Bei der Frage, ob Christian ein Mörder sei, muss der Mann mit den raspelkurzen Haaren kurz überlegen. „Nein. Er ist mein Sohn.“ Aus einer Autobahnkirche hat Haupt einen Zettel mitgenommen. Darauf steht: „Fang den Tag von heute nicht mit den Scherben von gestern an.“ Mehr als 30 Jahre lang sind seine Schwiegereltern wie Freunde für Thomas Haupt. Rita und er bauen neben den Reinhardts. Gemeinsam fahren sie in den Urlaub, feiern Feste. An Christians 20. Geburtstag rauchen Opa, Schwiegersohn und Enkel Zigarre. Heute trennt ein Zaun die Grundstücke der Familien – und ein Abgrund aus Hass. „Blut ist dicker als Wasser“, sagt Thomas Haupt. Reinhold Reinhardt sagt: „Sie war unser Fleisch und Blut.“ Ist und war – darin liegt der Unterschied.
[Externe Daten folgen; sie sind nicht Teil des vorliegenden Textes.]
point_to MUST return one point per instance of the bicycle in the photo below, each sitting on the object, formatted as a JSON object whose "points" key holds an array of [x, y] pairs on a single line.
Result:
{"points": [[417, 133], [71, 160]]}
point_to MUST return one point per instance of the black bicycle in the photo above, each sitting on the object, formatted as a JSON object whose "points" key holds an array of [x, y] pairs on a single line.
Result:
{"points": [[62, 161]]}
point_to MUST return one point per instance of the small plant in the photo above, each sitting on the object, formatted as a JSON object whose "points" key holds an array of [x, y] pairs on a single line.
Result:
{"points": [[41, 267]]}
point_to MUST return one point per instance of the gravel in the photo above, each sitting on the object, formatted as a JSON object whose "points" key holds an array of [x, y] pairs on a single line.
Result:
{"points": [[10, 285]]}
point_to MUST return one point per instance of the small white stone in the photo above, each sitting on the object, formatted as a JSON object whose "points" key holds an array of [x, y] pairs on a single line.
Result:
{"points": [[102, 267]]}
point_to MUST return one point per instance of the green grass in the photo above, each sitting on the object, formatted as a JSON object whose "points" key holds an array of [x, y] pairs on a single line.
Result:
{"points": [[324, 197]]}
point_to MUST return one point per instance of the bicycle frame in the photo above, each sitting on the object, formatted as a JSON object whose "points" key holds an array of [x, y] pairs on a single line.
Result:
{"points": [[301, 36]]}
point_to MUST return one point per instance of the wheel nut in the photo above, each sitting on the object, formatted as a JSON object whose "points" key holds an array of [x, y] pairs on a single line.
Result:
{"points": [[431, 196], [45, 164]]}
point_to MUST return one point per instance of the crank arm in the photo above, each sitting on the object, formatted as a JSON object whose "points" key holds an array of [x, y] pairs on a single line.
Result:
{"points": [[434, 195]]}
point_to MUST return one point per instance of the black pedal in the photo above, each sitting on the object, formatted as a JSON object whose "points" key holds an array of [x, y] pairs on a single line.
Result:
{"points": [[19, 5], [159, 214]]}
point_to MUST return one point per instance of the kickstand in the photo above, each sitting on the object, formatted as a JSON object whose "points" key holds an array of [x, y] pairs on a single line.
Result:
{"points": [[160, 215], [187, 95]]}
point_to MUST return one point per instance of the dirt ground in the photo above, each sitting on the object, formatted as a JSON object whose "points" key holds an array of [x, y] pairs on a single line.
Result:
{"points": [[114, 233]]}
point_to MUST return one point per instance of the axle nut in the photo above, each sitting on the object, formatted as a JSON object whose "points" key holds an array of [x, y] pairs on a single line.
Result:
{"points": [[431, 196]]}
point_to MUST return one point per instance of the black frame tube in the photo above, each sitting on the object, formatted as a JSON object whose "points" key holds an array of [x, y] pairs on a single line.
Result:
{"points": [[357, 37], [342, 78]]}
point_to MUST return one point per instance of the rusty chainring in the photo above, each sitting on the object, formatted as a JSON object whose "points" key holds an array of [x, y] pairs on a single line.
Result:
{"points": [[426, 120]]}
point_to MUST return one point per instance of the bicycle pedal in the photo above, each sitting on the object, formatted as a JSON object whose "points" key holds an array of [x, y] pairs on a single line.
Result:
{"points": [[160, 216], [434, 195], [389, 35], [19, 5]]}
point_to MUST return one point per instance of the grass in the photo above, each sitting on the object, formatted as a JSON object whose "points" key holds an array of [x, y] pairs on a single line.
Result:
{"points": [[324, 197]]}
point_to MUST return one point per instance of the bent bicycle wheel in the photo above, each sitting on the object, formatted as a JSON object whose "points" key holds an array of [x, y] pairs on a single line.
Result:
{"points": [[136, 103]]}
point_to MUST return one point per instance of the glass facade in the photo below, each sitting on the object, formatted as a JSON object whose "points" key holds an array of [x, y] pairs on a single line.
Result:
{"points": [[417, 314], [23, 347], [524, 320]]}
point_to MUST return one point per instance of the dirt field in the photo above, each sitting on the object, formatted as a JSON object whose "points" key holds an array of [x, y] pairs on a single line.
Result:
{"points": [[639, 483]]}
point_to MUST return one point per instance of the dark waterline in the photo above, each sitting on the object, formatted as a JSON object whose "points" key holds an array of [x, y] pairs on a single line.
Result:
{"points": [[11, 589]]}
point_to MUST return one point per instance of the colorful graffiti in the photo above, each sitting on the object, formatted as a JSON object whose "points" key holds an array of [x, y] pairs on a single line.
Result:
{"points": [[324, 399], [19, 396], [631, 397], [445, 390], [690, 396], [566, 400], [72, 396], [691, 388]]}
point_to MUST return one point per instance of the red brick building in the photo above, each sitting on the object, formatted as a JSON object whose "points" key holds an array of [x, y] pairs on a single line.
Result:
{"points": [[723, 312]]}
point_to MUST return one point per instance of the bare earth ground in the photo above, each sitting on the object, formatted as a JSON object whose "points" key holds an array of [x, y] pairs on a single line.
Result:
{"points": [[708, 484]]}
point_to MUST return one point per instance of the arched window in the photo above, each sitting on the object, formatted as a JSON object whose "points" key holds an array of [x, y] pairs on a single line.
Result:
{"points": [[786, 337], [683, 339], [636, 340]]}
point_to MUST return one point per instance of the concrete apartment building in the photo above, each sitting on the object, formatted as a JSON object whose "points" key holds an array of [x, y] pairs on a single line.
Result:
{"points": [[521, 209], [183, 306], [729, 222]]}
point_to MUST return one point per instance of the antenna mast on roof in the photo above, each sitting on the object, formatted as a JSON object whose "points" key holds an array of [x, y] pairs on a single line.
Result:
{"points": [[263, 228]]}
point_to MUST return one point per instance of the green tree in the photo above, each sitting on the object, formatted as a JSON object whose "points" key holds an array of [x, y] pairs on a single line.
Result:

Ursula und Reinhold Reinhardt gehen jeden Tag auf den Friedhof, wo ihre Tochter in einem Kiefernsarg mit eingeschnitzten Rosen beerdigt wurde. Und jedes Mal lesen sie, was Christians Vater auf den Grabstein hat gravieren lassen: „Vergib deinem Nächsten, was er dir zuleide getan.“ Ursula Reinhardt empfindet das als Provokation. Sie sagt: „Ich vergebe nicht. Niemals!“ Sie stört nicht so sehr, dass Christian Halbwaisenrente zusteht und ein Viertel von Ritas Erbe. Aber sie versteht nicht, dass der Vater seinem Sohn vergeben kann. Die Zahl ihrer Enkel hat sich für sie von acht auf sieben reduziert. Sie muss bis heute therapiert werden. Ihr Mann war auch mal bei einer Psychologin. Nach ein paar Minuten ist er gegangen. „Ich will meine Wut nicht loswerden“, sagt er, „ich will meine Wut behalten.“
Thomas Haupt will Christian vor dem Großvater schützen. Er sagt: „Der gibt erst Ruhe, wenn Christian in die Erde fährt.“ Reinhold Reinhardt sagt, wer eine solche Tragödie erlebt hat, habe das Recht zu hassen. Er sucht Gerechtigkeit – oder das, was er dafür hält. Polizisten und Staatsanwälte mögen dies als angekündigte Straftat verstehen: „Ich kämpfe“, sagt er, „bis zum bitteren Ende.“ Das Gericht hat auf Totschlag erkannt. Für den Großvater bleibt Christian ein Mörder. Als der Vater vom Verbrechen erfährt, brüllt er vor Schmerz. Und sagt sofort: Ich stehe zu meinem Sohn.